Working Fast Food Does Not Agree With Me, Part 1

I was scrolling through my Facebook a few minutes ago, and came across a post from one of George Takei's websites about "the moment you knew you were done with your job" or something like that. And I started to write out one of my own such experiences, but then I realized that I was writing a fucking essay when all they needed was a paragraph or two. So I figured I'll just post my favorite rage-quit stories here. And they all seem to revolve around fast-food joints. I'll try to keep it as anonymous as I can without sacrificing the story.
I worked at a fast-food place when I was in my 20's, and I was working the grill during dinner rush alongside the store's lead manager and some new kid that was maybe a foot shorter than me and several years younger than me. Out of nowhere, completely unprovoked, kid starts telling me he's gonna kick my ass. Loudly. With the manager standing right next to us. Manger looks at me, and he's just as confused as I am. He knows I didn't say anything to set the kid off because HE'S STANDING RIGHT NEXT TO ME. Manager tells me to go take a ten while he deals with the kid.

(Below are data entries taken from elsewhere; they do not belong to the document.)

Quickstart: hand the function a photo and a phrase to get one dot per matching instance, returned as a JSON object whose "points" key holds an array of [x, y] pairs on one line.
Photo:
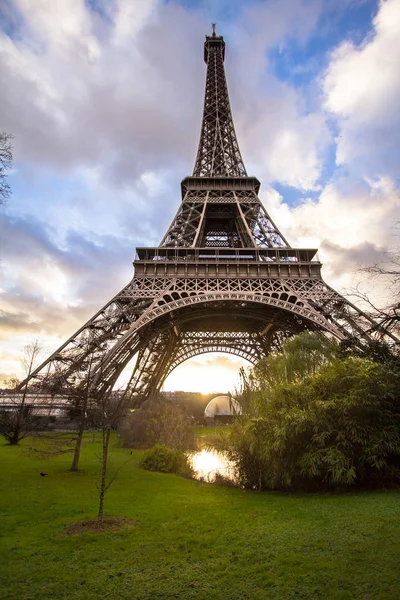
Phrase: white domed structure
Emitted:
{"points": [[222, 408]]}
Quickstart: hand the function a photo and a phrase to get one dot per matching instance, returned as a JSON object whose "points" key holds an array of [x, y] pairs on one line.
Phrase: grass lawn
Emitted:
{"points": [[190, 539]]}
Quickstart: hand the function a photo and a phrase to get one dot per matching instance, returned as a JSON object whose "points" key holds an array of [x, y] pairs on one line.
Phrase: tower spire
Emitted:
{"points": [[218, 154]]}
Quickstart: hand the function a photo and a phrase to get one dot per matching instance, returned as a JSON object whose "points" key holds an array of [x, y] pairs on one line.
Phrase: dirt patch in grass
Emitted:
{"points": [[96, 526]]}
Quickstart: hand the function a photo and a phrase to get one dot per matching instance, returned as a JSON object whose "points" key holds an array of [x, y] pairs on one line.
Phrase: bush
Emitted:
{"points": [[337, 428], [165, 460], [159, 421]]}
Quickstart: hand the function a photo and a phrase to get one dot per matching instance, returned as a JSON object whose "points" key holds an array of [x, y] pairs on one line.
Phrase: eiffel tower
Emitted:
{"points": [[223, 279]]}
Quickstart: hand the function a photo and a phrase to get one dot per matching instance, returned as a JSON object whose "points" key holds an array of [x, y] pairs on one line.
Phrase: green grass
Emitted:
{"points": [[190, 540]]}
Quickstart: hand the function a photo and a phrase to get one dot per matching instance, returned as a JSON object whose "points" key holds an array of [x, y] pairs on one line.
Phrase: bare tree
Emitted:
{"points": [[5, 164], [108, 412], [17, 418]]}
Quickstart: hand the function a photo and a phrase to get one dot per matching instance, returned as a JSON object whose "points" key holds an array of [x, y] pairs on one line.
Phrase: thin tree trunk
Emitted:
{"points": [[106, 441], [78, 445]]}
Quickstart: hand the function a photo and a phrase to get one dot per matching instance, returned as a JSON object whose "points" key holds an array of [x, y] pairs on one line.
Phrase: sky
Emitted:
{"points": [[104, 100]]}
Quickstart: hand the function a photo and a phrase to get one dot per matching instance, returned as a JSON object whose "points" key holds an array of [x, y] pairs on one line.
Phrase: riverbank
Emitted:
{"points": [[189, 539]]}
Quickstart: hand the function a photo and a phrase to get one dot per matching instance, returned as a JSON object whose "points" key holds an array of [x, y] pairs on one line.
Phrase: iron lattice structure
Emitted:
{"points": [[223, 279]]}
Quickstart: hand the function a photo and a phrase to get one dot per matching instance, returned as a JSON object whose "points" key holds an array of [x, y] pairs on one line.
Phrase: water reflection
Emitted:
{"points": [[208, 465]]}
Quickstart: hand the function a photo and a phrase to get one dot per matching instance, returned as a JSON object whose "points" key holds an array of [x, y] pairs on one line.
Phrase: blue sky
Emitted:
{"points": [[104, 99]]}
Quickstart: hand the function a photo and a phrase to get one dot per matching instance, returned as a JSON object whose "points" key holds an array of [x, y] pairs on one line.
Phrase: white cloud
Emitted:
{"points": [[362, 90], [351, 225]]}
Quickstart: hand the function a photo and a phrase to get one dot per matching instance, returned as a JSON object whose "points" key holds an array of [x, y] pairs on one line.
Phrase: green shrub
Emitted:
{"points": [[165, 460], [337, 428]]}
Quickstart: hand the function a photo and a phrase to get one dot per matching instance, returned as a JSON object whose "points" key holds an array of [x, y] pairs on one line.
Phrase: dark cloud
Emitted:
{"points": [[59, 283]]}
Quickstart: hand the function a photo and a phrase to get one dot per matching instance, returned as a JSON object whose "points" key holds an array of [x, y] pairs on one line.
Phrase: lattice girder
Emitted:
{"points": [[223, 278]]}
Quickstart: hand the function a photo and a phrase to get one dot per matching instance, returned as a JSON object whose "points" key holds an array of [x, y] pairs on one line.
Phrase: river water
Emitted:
{"points": [[208, 464]]}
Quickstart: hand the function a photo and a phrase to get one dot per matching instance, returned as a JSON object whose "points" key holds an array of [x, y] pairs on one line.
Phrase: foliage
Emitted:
{"points": [[159, 421], [338, 427], [17, 422], [189, 540], [165, 460], [18, 418], [5, 164]]}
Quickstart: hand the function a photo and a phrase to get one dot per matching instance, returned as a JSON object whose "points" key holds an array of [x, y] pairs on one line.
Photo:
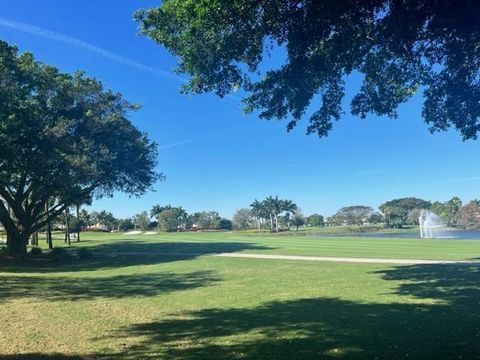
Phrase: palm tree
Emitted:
{"points": [[156, 210], [289, 207], [258, 211], [273, 206]]}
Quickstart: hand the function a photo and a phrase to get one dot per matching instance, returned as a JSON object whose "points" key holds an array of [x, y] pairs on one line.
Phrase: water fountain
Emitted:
{"points": [[431, 226]]}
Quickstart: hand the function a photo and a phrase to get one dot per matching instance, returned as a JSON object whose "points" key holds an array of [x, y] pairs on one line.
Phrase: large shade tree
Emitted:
{"points": [[400, 48], [63, 138]]}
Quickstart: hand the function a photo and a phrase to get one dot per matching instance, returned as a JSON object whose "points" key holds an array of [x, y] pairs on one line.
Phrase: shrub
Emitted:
{"points": [[59, 254], [84, 253], [35, 251]]}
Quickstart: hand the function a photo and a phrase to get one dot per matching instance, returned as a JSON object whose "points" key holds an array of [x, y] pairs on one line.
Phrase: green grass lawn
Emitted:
{"points": [[190, 305], [285, 243]]}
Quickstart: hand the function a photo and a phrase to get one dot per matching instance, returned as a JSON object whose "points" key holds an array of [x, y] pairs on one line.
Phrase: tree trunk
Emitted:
{"points": [[67, 227], [78, 224], [49, 229], [17, 244]]}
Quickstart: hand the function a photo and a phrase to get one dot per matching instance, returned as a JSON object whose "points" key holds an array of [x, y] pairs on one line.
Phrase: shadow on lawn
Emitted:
{"points": [[445, 326], [84, 288], [128, 253], [436, 316]]}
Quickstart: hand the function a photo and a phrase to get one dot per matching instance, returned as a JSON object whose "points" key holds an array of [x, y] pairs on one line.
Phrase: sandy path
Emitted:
{"points": [[339, 259], [346, 259]]}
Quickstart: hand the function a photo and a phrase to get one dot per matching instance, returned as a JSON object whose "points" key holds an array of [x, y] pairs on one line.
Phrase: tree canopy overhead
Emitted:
{"points": [[398, 46], [63, 138]]}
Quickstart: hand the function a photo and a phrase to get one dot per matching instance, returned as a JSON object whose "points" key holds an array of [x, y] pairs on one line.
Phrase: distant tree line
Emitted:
{"points": [[273, 214]]}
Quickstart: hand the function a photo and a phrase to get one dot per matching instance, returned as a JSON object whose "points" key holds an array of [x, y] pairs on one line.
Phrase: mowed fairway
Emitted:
{"points": [[165, 297]]}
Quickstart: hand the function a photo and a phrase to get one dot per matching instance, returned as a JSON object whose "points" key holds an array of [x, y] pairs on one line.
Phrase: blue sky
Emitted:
{"points": [[217, 158]]}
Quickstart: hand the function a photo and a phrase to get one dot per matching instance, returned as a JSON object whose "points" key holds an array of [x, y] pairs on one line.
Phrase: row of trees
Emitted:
{"points": [[64, 139], [274, 214]]}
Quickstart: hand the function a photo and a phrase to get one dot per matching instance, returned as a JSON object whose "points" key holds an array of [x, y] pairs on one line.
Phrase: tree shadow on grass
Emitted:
{"points": [[436, 315], [128, 253], [56, 288]]}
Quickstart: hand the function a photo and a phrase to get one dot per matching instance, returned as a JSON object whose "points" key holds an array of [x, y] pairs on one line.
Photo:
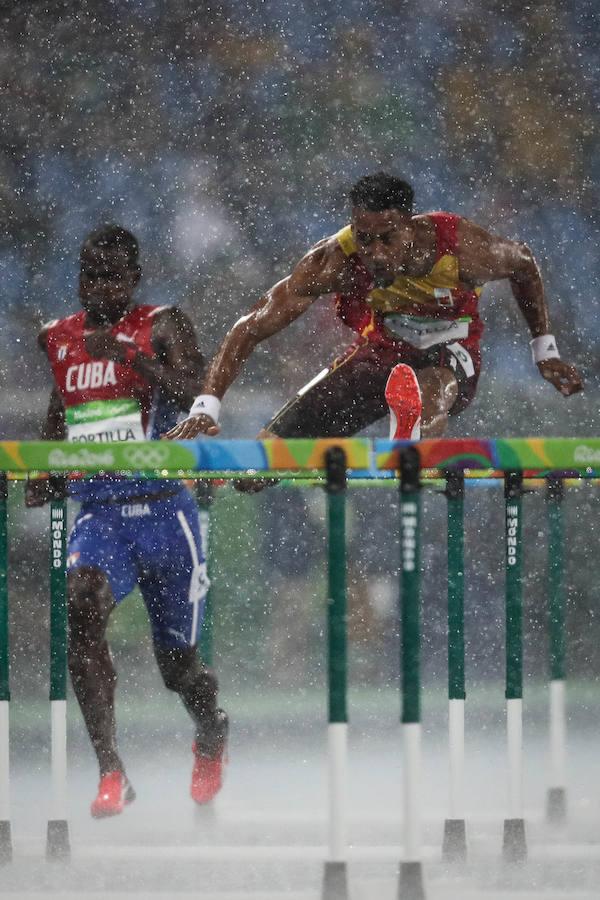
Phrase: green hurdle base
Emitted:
{"points": [[57, 841]]}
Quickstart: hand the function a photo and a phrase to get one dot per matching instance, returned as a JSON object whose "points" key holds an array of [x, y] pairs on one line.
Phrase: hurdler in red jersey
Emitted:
{"points": [[121, 373]]}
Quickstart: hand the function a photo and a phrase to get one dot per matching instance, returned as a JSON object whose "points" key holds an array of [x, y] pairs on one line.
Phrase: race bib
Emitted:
{"points": [[105, 420], [424, 333]]}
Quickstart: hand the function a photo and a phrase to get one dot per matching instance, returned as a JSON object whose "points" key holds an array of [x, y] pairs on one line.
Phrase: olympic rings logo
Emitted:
{"points": [[146, 457]]}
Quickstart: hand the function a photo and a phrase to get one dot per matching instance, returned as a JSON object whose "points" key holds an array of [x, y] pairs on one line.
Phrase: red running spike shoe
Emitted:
{"points": [[403, 396], [207, 775], [114, 793]]}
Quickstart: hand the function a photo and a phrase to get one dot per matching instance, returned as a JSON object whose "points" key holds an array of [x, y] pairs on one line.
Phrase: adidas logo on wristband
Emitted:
{"points": [[206, 405], [544, 347]]}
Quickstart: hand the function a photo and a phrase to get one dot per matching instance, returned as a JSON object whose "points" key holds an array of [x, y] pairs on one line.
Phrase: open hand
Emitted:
{"points": [[563, 376], [191, 428]]}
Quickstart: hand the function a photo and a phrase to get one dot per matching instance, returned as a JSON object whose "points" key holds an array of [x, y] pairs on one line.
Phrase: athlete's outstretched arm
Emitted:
{"points": [[484, 257], [178, 367], [316, 274]]}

The break room is in the store's basement, and there's a long stairway down to it with light switches at both ends. I sit down in the break room, trying to figure out what was that I could've done to set the kid off, and all of the sudden the lights go out. Somebody must've hit the switch at the top of the stairs by accident. I get up and turn the lights back on, but by the time I get back to my seat the lights go out again, and I hear a giggle from up the stairwell. Little fella was just messing with me. I call out that if the lights go out again, I'll take care of the kid myself. I don't even make it back to my seat and the lights go out again.

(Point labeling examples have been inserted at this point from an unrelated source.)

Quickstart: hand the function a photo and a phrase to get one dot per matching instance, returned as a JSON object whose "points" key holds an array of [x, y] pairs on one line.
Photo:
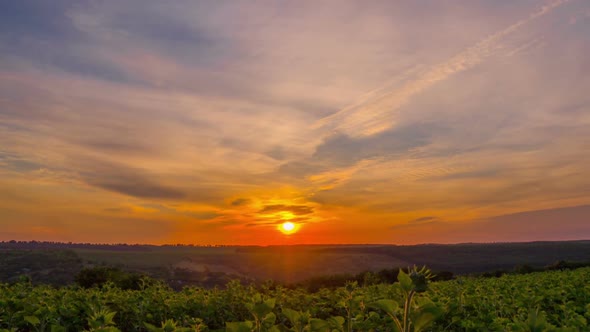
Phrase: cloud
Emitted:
{"points": [[379, 112], [240, 202], [125, 180], [295, 209]]}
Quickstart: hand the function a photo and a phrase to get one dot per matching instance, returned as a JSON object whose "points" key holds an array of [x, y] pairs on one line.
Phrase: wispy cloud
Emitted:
{"points": [[378, 112]]}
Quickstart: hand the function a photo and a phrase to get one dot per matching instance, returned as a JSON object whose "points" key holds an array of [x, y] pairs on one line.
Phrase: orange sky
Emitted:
{"points": [[213, 123]]}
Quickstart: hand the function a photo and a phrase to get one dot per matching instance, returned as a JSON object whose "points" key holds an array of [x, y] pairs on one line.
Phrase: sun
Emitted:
{"points": [[288, 228]]}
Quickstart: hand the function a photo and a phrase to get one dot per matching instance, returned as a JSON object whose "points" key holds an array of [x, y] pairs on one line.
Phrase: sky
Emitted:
{"points": [[214, 122]]}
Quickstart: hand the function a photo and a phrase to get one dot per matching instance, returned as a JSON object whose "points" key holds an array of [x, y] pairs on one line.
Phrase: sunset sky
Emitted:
{"points": [[213, 122]]}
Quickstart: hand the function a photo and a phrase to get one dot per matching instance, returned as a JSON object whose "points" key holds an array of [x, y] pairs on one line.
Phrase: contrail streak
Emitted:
{"points": [[377, 112]]}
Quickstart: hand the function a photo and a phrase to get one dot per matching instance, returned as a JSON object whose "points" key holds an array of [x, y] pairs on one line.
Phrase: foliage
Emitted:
{"points": [[547, 301]]}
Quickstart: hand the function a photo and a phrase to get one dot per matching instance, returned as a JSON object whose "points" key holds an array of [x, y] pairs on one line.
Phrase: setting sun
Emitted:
{"points": [[288, 227]]}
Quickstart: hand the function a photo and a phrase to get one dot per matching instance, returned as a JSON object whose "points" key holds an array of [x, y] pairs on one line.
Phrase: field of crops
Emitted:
{"points": [[547, 301]]}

Okay, little guy is screwing with me and the manager has not taken care of the little twerp like he told me he would. Yeah, there's a lack of institutional control here, and I'm done with it. I change into my street clothes and head up the stairs. I see little fella doing the job I'd been doing, standing next to the manager at the grill and giggling like a schoolgirl. I walk up behind the kid and throw him over my shoulder like a sack of potatoes and casually tell the manager that he failed to take care of little fella's problem, and that I'd handle it myself now - and that I was quitting.

I walked out the back door of the restaurant with kid over my shoulder, through the drive-thru traffic and across the parking lot, and I threw the twerp in the dumpster, telling him if I ever saw him again he'd go in the compactor instead. About a week later I was telling my mother the story - she worked at the local high school as a secretary to the guidance counselors - and she already knew who the kid was. I hadn't even mentioned the kid's name to her up until that point, but she knew him from his record at school Turns out that little fella was a kinda-sorta special-ed student who literally could not control his own behavior from one minute to the next and was supposedly not allowed to work because of it. Kid lied about his age, saying he was eighteen when he was only sixteen - State Law says you can't work around a grill if you're under eighteen - and he didn't mention his behavioral disorder on his application.

And believe it or not, I did run across the little peckerwood again a few months later, but I'll spare you the details.